Of course, building packages is only half the fun. I decided to test the packages on my Limulus personal cluster. The head node is a currently a quad-core Intel Q6600 running Scientific Linux 6.0. In order to create a large file, I used tar and archived /usr/share (assuming it had a mix of file types):
$ tar cvf usr.share.tar /usr/share
The resulting file was 1.1GB, which was big enough for my simple tests. I then tried both the serial and the parallel versions on the file, both compressing and decompressing. Note, decompression is a mostly a serial task, thus does not benefit from multiple cores. To be a bit more formal, I created a simple script (see below) that all runs the tests and check to see if the file survived. I then placed the results in the following table.
Version | time (seconds) | Speed-up | Compressed Size | % of Original |
---|---|---|---|---|
Sequential gzip | 97 | 1 | 461MB | 42 |
Parallel pigz | 27 | 3.6 | 460MB | 42 |
Sequential bzip2 | 233 | 1 | 413MB | 38 |
Parallel pbzip2 | 69 | 3.4 | 414MB | 38 |
Table One: Results for various parallel compression packages for a 1.1GB file
The results were impressive. Basically I saw a ~3.5 times speed up for either method. The sequential bzip2 compression takes much longer than the sequential gzip, but the compression can be much better. In this case, the extra compression was not all that great, but in cases were the file is more "compressible," bzip2 will create much smaller files. In the case of pbzip2, it can make the compression times for bzip2 more tolerable. Overall, a nice pay-off for less than an hour of compiling and testing. Now I'll get back to my regular work, which quite interestingly involves creating some disk images with dd.
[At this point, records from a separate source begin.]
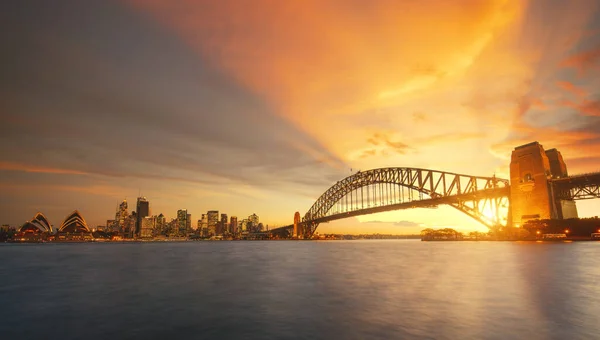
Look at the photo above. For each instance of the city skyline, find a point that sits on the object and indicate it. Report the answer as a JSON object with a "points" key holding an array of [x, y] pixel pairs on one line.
{"points": [[263, 110]]}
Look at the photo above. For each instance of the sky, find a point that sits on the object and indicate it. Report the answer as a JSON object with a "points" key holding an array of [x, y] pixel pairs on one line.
{"points": [[259, 106]]}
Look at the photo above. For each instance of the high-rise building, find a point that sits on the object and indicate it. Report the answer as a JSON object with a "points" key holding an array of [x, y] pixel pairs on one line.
{"points": [[253, 219], [142, 210], [182, 222], [147, 228], [110, 224], [130, 222], [213, 221], [223, 225], [204, 225], [253, 223], [233, 225], [120, 217]]}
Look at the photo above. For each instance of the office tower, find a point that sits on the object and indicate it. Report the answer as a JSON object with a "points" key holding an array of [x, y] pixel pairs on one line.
{"points": [[120, 217], [204, 225], [147, 227], [161, 224], [142, 210], [223, 224], [233, 225], [182, 222], [213, 221]]}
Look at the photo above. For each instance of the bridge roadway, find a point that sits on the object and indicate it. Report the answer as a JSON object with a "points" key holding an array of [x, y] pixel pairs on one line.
{"points": [[453, 201], [578, 187]]}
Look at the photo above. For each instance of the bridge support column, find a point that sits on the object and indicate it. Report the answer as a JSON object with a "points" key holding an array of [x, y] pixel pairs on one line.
{"points": [[531, 192]]}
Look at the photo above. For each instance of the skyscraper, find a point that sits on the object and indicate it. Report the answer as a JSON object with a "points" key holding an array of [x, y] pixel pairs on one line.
{"points": [[204, 225], [142, 210], [213, 221], [224, 226], [121, 216], [147, 228], [161, 224], [252, 223], [182, 222], [233, 225]]}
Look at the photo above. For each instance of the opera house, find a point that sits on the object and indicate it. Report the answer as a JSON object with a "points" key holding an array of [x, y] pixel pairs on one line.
{"points": [[73, 228]]}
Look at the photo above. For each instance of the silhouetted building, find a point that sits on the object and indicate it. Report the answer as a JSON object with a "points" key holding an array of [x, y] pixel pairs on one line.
{"points": [[182, 222], [120, 217], [74, 223], [160, 225], [142, 210], [148, 225], [203, 226], [233, 225], [223, 225], [532, 196]]}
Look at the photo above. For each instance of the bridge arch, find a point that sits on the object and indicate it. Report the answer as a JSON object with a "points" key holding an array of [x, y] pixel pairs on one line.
{"points": [[382, 189]]}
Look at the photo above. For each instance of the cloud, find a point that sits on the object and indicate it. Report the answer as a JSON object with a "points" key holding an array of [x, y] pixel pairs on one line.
{"points": [[402, 223], [571, 88], [583, 61], [10, 166]]}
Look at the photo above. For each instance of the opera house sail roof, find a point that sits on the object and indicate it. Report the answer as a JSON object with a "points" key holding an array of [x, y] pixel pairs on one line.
{"points": [[39, 223], [74, 223]]}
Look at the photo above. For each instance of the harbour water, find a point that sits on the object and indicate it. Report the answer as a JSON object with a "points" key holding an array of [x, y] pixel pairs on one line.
{"points": [[392, 289]]}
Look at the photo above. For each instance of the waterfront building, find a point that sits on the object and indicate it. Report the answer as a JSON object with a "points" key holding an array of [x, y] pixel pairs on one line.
{"points": [[223, 224], [148, 225], [110, 225], [129, 229], [160, 225], [253, 219], [74, 227], [121, 217], [38, 228], [204, 225], [233, 225], [213, 221], [532, 195], [142, 210], [182, 222]]}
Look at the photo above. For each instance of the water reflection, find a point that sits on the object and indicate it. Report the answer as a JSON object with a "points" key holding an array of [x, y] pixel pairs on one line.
{"points": [[339, 289]]}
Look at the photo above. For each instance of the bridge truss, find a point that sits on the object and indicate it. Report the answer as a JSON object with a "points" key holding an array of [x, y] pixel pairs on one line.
{"points": [[578, 187], [485, 199]]}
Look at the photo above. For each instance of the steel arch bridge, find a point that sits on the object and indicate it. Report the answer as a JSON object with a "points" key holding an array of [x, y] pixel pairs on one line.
{"points": [[485, 199]]}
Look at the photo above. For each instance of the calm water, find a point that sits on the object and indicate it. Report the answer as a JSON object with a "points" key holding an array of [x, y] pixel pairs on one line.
{"points": [[301, 290]]}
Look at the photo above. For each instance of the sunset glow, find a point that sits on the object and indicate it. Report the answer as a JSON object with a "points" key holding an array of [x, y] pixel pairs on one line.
{"points": [[262, 105]]}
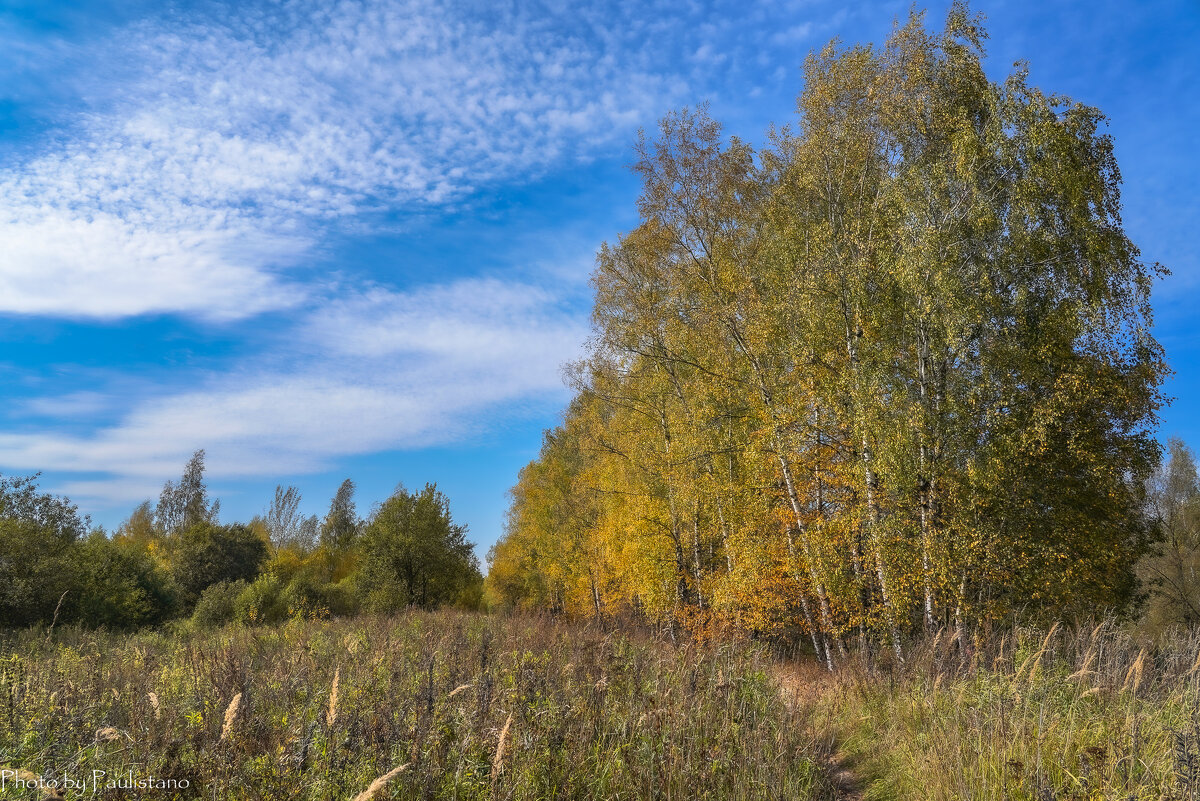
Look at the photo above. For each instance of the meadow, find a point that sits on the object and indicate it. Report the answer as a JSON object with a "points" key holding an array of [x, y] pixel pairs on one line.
{"points": [[1085, 712], [431, 705]]}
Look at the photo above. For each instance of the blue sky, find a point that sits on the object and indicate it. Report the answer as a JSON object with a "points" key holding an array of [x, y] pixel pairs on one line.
{"points": [[329, 240]]}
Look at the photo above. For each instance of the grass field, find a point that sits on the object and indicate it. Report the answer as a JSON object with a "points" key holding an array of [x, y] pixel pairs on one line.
{"points": [[471, 706], [451, 705], [1083, 714]]}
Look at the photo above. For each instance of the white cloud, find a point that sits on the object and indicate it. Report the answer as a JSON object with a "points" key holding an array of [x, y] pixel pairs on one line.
{"points": [[216, 170], [376, 372]]}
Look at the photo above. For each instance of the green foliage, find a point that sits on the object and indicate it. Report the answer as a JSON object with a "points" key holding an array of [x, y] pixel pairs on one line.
{"points": [[37, 531], [185, 504], [893, 372], [217, 604], [118, 585], [1170, 572], [413, 554], [205, 553]]}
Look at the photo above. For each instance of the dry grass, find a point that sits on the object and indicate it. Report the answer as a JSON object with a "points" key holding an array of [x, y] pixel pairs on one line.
{"points": [[1089, 711], [479, 709]]}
Now all I need is fast compression tool ...
Simple Test Script |
#!/bin/bash #Create file tar cvf usr.share.tar /usr/share/ #Initial File size echo "Initial size and md5" md5sum usr.share.tar ls -lh usr.share.tar #gzip echo "Sequential gzip" time gzip usr.share.tar ls -lh usr.share.tar.gz gunzip usr.share.tar.gz #pigz echo "Parallel pigz" time pigz usr.share.tar ls -lh usr.share.tar.gz unpigz usr.share.tar.gz #bzip2 echo "Sequential bzip2" time bzip2 usr.share.tar ls -lh usr.share.tar.bz2 bunzip2 usr.share.tar.bz2 #pbzip echo "Parallel pbzip2" time pbzip2 usr.share.tar ls -lh usr.share.tar.bz2 bunzip2 usr.share.tar.bz2 # Final File size echo "Final size and md5" md5sum usr.share.tar ls -lh usr.share.tar |